Paper Structure (19 sections, 4 figures, 1 table)

This paper contains 19 sections, 4 figures, 1 table.

Figures (4)

  • Figure 1: Overview of SciCapenter system interface. PDF Upload Panel (A): A drag-and-drop interface for uploading PDF files. Navigation Bar (B): A horizontal bar showing a list of figures extracted from the uploaded document. Figure Image (C): The main area displaying the image of the selected figure. Caption Editor (D): A text box for editing the caption of the selected figure. Caption Rating (F): A feedback system that allows GPT to rate the quality of the caption, represented by a star rating. Caption Analysis (Check Table) (E): Icons indicating the presence or absence of key elements in the caption, such as helpfulness or takeaway message. Explanation for the Rating (G): A textual explanation providing insight into why a particular star rating was given to the caption.
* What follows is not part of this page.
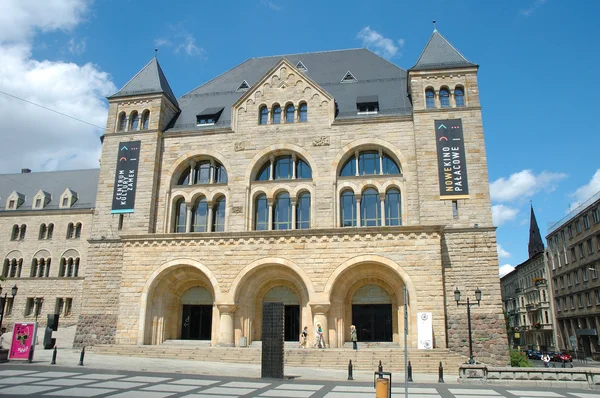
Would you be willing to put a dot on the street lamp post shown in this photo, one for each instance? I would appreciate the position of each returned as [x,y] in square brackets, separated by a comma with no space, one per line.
[4,299]
[468,304]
Machine-generated Captions & Their Ratings (H): This section includes long and short captions generated by AI models, each accompanied by their respective star ratings. Figure-mentioning Paragraphs (I): Paragraphs in the document that mention the target figure, providing context or additional information.
  • Figure 2: Before the study, participants provided ten papers from their research domain, either intended for reading or briefly skimmed but not read in-depth. We processed these papers through SciCapenter, choosing six target figures and manually redacting their captions. Participants received the redacted PDFs in the user study and were asked to write captions for the figures.
  • Figure 3: Comparison between six different elements provided by SciCapenter. Left figure shows the mean rating and standard deviation of a five-point scale for different elements. The check table and referred paragraph were rated highest, while short and long caption had the lowest score, indicating they were the least favored elements according to the participants. Right figure shows a breakdown of the five-point scale with different colors representing each rating. The short caption exhibit a more varied distribution of opinions.
  • Figure 4: Comparative evaluation of caption quality by three experts, where each caption type—Ground Truth, Summary Short, Summary Long, and GPT-4V—is rated on a scale from rank 1 (highest) to rank 4 (lowest). Both Expert 1 and Expert 2 rated Ground Truth caption as rank 1 most frequently, while Expert 3 had a preference for Summary Short. Notably, Expert 3 rated GPT-4V the lowest, rarely giving it a rank 1, whereas both Expert 1 and Expert 2 often considered GPT-4V as their second choice for rank 1. The variations in evaluations reflect differing perspectives on caption quality and suggest that while Ground Truth captions are generally preferred, there's a significant disparity in how each expert rates the machine-generated captions.